Орнамент — страница 20 из 38

— С каким Турановичем?

— Так ты не знаешь, что случилось с Турановичем? Эге-ге! Не представляешь, сколько он мне крови попортил. Счастье его, что сдох. Я человек не мстительный, но…

— Это какой же Туранович? Тот, что капусту возил?

— Тот самый. Я же о капусте и говорю. Еще на Святого Леонарда я с ним виделся в Кракованах, а через два дня он повесился.

— Прямо не верится. Куклик?

— Ну да! Куклик! И хватит со мной об этом болтать! Сдох — значит сдох. По крайней мере, мне не пришлось его придушить. Он ведь за моей женой ухлестывал. Сговорились меня повесить. Ну, ты скажи! Разве я кого обидел?
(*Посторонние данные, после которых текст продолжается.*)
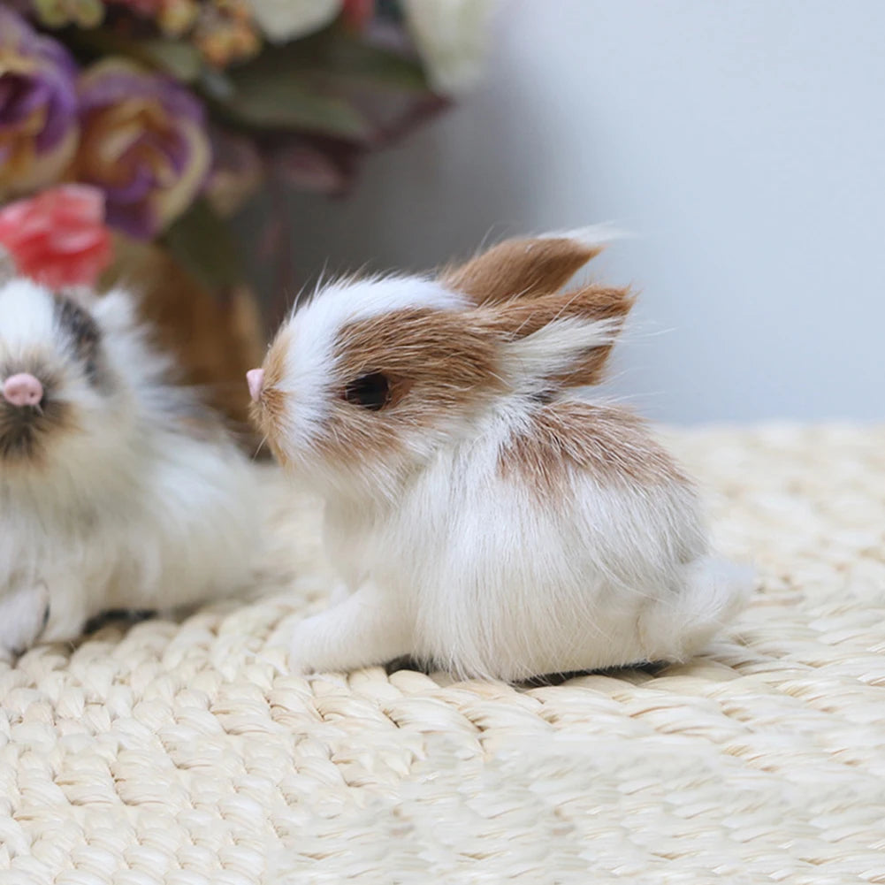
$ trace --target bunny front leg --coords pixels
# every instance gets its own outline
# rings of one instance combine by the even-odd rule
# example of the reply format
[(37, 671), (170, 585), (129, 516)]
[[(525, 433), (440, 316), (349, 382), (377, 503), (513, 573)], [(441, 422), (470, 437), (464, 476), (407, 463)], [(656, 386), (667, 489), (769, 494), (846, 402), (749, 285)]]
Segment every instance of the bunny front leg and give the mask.
[(414, 620), (400, 601), (366, 584), (295, 627), (289, 661), (298, 673), (356, 670), (412, 650)]
[(50, 615), (45, 585), (26, 586), (0, 596), (0, 660), (12, 662), (39, 638)]

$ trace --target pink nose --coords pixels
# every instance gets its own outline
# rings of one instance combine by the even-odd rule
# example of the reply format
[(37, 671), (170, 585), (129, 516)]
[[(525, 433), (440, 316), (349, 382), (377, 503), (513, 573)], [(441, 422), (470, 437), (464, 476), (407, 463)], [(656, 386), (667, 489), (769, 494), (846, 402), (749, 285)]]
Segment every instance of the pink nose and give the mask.
[(246, 373), (246, 382), (249, 384), (249, 395), (253, 403), (258, 403), (265, 386), (265, 370), (250, 369)]
[(34, 375), (21, 372), (10, 375), (3, 382), (3, 397), (12, 405), (39, 405), (43, 398), (43, 386)]

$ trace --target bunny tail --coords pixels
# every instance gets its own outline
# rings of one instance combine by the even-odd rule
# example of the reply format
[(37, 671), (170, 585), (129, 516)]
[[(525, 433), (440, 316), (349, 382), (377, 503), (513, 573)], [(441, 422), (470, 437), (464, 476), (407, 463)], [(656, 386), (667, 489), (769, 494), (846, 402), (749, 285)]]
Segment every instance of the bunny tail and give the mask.
[(684, 569), (681, 593), (660, 600), (643, 617), (649, 660), (685, 660), (700, 651), (757, 585), (754, 569), (717, 557), (701, 557)]

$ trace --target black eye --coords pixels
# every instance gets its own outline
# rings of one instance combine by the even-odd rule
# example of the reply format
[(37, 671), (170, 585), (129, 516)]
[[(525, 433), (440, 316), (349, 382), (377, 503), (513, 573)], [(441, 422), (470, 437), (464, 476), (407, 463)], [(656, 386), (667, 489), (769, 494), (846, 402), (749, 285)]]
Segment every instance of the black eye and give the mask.
[(344, 388), (344, 399), (354, 405), (378, 412), (390, 399), (390, 382), (380, 372), (355, 378)]

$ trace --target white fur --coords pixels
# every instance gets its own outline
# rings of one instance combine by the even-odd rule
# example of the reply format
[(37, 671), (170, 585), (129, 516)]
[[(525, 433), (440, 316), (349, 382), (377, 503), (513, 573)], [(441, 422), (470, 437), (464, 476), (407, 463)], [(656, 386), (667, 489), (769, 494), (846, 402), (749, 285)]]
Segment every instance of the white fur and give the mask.
[[(318, 293), (319, 295), (319, 293)], [(309, 446), (328, 412), (329, 380), (338, 331), (348, 323), (406, 308), (457, 310), (465, 299), (423, 277), (383, 277), (333, 283), (297, 310), (288, 326), (285, 435), (293, 447)]]
[[(372, 284), (373, 310), (383, 285)], [(327, 348), (341, 316), (325, 298), (292, 326), (305, 349), (321, 338), (327, 350), (289, 353), (298, 365), (290, 389), (314, 385), (301, 393), (317, 403), (329, 392)], [(532, 395), (616, 331), (616, 323), (567, 319), (502, 342), (512, 390), (480, 407), (469, 432), (448, 432), (444, 421), (413, 430), (430, 442), (408, 447), (408, 472), (357, 463), (366, 481), (334, 481), (329, 466), (312, 461), (306, 437), (284, 442), (298, 456), (299, 478), (322, 488), (327, 549), (351, 594), (296, 626), (297, 669), (412, 655), (459, 675), (519, 680), (682, 659), (728, 620), (752, 574), (708, 552), (686, 484), (645, 486), (573, 468), (568, 494), (544, 503), (518, 475), (502, 475), (502, 450), (545, 407)], [(302, 418), (293, 411), (293, 422)], [(373, 481), (393, 475), (401, 477), (395, 488)]]
[(181, 420), (195, 402), (114, 292), (90, 305), (112, 391), (96, 390), (53, 323), (50, 293), (0, 284), (0, 370), (26, 354), (51, 369), (77, 429), (40, 466), (0, 457), (0, 654), (75, 637), (108, 609), (171, 609), (229, 593), (258, 542), (252, 467), (222, 434)]

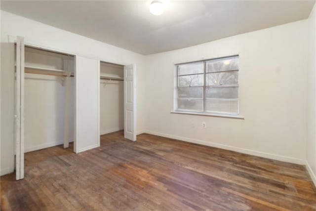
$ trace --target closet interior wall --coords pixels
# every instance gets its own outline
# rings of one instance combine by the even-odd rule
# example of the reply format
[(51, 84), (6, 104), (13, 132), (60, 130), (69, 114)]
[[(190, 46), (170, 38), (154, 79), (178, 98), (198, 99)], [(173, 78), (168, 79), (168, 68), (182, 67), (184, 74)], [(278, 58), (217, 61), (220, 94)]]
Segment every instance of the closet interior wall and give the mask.
[(124, 66), (101, 62), (100, 126), (101, 135), (124, 129)]
[[(25, 56), (25, 152), (62, 144), (65, 114), (67, 138), (73, 141), (74, 79), (67, 81), (62, 75), (67, 70), (74, 75), (74, 57), (27, 46)], [(56, 73), (60, 76), (49, 75)], [(67, 81), (70, 87), (66, 102)]]

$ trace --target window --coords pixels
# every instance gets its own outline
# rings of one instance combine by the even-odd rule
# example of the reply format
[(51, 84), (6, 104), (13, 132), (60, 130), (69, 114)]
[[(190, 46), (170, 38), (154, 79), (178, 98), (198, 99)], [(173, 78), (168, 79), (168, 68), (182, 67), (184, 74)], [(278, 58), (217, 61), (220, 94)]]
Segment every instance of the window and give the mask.
[(237, 56), (177, 66), (175, 110), (238, 114)]

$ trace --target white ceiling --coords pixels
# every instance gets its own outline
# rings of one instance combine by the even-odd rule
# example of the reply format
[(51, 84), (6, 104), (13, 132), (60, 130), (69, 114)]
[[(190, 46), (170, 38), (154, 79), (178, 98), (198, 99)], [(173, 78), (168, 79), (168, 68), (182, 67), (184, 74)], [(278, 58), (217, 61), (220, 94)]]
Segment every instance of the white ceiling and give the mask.
[(308, 17), (314, 1), (1, 1), (1, 9), (143, 54)]

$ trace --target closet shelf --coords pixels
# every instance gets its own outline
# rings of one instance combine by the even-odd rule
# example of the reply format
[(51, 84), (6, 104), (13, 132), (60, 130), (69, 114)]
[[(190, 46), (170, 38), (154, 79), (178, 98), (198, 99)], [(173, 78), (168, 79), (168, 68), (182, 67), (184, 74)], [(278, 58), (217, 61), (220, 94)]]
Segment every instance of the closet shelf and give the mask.
[[(25, 66), (24, 68), (24, 72), (26, 73), (33, 73), (36, 74), (48, 75), (57, 76), (67, 76), (67, 71), (61, 70), (32, 67), (29, 66)], [(74, 76), (73, 73), (72, 73), (71, 76)]]
[(110, 76), (100, 76), (100, 78), (101, 79), (108, 79), (110, 80), (115, 81), (123, 81), (124, 79), (121, 77), (113, 77)]

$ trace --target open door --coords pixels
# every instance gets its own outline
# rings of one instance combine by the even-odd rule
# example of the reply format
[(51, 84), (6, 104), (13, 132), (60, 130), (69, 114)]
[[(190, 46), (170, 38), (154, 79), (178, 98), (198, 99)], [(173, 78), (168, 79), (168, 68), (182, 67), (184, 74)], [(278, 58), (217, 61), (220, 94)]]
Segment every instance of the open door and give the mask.
[(18, 37), (15, 69), (15, 177), (24, 178), (24, 41)]
[(136, 66), (124, 66), (124, 137), (136, 140)]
А они уж и веревку для меня припасли. Вот ей-богу! Они между собой советовались, а я их подслушал. Повесить меня хотели, словно свинью или собаку. А вот видишь, на него же все и повернулось. Чем же ты тут занимаешься, если ничего не знаешь?

— Откуда мне про такие вещи узнавать?

— Откуда? Если кто-то повесился, это быстро разносится. Домой-то не ездишь?

— Недавно там был. Сейчас работы много. Учусь в университете и хочу уже как-то закончить.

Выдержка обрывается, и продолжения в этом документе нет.